Carving and placing the statues took another two decades, right up to Vigeland’s death in 1943. The result is astonishing – and sometimes appalling. Walk through the big iron gates and you’re on a broad avenue leading to a bridge on whose parapets larger-than-lifesize, often overblown bronze figures are mounted. Some are tranquil: an old man leads a child by the hand; a girl spreads out her long hair; a man and woman dance gravely side by side. Some are violent: one man flings a woman over his back; another tosses and kicks kids in all directions.

They’re all massive, thick-waisted, nude but very, very unsexy. Their faces are masks, expressionless or contorted.

The children, here and in the playground below, are more conventional and appealing. They squat, roll on their backs, look up enquiringly. The park’s most famous single figure is a little bronze boy on the bridge, stamping his foot in rage. His hand and his … XY chromosomes are shiny from where people keep stroking them.

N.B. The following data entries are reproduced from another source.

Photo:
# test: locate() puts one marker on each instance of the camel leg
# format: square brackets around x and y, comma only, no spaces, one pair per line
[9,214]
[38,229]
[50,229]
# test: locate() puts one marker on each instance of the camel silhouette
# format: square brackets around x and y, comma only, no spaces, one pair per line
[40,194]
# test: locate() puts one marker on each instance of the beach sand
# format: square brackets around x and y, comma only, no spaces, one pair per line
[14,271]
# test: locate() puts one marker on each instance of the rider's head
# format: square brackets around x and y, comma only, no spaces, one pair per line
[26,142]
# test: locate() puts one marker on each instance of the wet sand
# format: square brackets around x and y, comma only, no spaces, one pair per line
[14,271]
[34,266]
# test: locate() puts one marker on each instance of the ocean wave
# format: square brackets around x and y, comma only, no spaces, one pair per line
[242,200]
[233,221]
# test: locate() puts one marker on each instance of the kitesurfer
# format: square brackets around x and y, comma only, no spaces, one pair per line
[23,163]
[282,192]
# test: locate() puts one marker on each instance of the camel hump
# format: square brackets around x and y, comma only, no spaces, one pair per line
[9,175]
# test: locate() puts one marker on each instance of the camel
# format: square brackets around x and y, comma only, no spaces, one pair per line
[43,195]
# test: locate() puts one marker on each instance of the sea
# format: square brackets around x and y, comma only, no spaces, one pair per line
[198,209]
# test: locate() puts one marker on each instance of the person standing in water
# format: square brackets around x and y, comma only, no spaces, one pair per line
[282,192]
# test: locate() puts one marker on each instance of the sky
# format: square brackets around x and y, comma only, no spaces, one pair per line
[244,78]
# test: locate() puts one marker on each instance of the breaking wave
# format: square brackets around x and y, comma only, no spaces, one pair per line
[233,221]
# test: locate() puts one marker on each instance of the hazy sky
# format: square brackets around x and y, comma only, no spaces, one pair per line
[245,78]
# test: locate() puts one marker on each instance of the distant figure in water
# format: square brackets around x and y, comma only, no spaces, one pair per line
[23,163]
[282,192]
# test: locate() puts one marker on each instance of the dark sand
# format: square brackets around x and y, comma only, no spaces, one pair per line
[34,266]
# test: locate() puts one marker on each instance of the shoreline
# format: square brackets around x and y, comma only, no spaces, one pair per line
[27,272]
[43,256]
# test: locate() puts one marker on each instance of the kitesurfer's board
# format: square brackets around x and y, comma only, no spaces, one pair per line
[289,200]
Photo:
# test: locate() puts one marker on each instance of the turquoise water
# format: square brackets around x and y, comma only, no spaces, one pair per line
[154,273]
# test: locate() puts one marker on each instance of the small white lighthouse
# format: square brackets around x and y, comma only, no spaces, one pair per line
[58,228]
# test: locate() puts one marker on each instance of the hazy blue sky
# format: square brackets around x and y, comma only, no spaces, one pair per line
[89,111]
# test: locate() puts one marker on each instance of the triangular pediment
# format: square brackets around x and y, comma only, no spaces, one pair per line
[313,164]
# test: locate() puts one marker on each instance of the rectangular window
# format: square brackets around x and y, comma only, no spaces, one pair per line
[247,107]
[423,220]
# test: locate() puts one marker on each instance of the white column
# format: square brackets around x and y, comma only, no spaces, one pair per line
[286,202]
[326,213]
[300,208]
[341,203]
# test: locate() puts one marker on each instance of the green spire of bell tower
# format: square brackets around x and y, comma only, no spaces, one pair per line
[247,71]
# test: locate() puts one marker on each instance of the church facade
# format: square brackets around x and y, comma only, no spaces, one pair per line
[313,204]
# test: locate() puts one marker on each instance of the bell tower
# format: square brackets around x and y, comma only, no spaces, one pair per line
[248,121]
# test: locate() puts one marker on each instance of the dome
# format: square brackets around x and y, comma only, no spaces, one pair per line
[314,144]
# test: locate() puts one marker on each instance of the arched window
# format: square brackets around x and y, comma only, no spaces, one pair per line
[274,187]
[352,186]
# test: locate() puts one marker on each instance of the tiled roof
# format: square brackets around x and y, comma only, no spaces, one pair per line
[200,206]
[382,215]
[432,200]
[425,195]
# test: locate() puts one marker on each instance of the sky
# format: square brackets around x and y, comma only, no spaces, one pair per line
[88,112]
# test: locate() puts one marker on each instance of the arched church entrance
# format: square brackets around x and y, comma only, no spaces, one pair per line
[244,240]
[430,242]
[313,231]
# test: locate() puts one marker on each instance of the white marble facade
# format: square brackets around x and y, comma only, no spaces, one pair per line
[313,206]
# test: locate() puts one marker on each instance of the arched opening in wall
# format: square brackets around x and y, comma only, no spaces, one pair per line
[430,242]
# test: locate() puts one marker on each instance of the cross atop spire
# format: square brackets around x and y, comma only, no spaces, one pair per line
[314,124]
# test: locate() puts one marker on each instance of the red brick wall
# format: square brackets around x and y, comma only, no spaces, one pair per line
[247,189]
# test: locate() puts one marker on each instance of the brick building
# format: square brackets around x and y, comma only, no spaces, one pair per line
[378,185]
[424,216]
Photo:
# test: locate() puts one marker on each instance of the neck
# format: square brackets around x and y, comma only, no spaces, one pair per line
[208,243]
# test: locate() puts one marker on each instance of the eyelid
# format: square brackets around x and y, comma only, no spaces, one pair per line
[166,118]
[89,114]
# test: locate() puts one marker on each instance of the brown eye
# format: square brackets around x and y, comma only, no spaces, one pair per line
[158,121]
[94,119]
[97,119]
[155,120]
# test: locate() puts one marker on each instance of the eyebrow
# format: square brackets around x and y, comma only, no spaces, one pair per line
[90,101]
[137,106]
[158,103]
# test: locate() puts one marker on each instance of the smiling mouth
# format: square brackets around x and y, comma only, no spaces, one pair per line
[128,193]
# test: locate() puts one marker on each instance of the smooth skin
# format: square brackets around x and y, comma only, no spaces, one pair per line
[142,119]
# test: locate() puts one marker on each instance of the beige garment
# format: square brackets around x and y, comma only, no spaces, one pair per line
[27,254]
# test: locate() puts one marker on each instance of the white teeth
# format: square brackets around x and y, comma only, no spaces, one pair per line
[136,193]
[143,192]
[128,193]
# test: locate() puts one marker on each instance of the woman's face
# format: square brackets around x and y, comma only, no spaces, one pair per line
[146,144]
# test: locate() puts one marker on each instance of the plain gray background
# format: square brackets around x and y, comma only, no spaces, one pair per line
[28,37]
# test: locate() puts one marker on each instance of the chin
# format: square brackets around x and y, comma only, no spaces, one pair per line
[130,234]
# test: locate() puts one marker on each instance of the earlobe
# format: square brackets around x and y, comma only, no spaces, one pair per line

Across the bridge rises a big fountain in the middle of which a ring of giants support a huge bronze bowl. At the corners of the fountain pool, 2m-high Trees of Life in bronze hold other figures that posture through the human ages and stages.

Photo/Getty Images
Photo/Getty Images


So in one corner, the Tree is filled with infants. Then come adolescents, a young man and woman, a remarkable rendering of a couple plummeting through the branches, a furious man apparently hurling children to the ground and a skeleton.

A frieze below repeats the motif, ending with a scary scene of Death forcing a couple apart, and then a heap of mouldering bones out of which spirits of the new-born rise.

Finally, you climb broad, processional steps to the Monolith Plateau. Like everything else in the park, it’s heroic in scale – 120m by 60m of stone. From its centre soars a six-storey slab of Norwegian granite weighing 180 tonnes. The 121 writhing, creeping, struggling figures that cover it took three carvers 15 years to complete. Yes, Vigeland does call to one’s inner statistician.

The result is repulsive and fascinating. Some see it as an emblem of resurrection. To others, its agonised stack of bodies suggests the horrors of concentration camps.

Photo/Getty Images
Photo/Getty Images


Around the monolith are more tableaux of life’s stages, in granite this time. They range again from babies to powerful scenes of stoic old age. And once more, they feature full-frontal ugliness and cruelty. Two boys torment a special needs man; adults wrench at terrified kids.

Ironically, some of the park’s most attractive works are seen as you leave. They’re the tall bronze gates behind the Monolith Plateau, with quiet, harmonious groups of figures from childhood to maturity.

Whether you see Vigeland’s work in Oslo’s long summer light at 11pm, or when the statues are deep in winter snow, there’s no denying its drama. And where else do you get public sculpture that manages to evoke ­Ghiberti and Garden Centre, Donatello and Disney?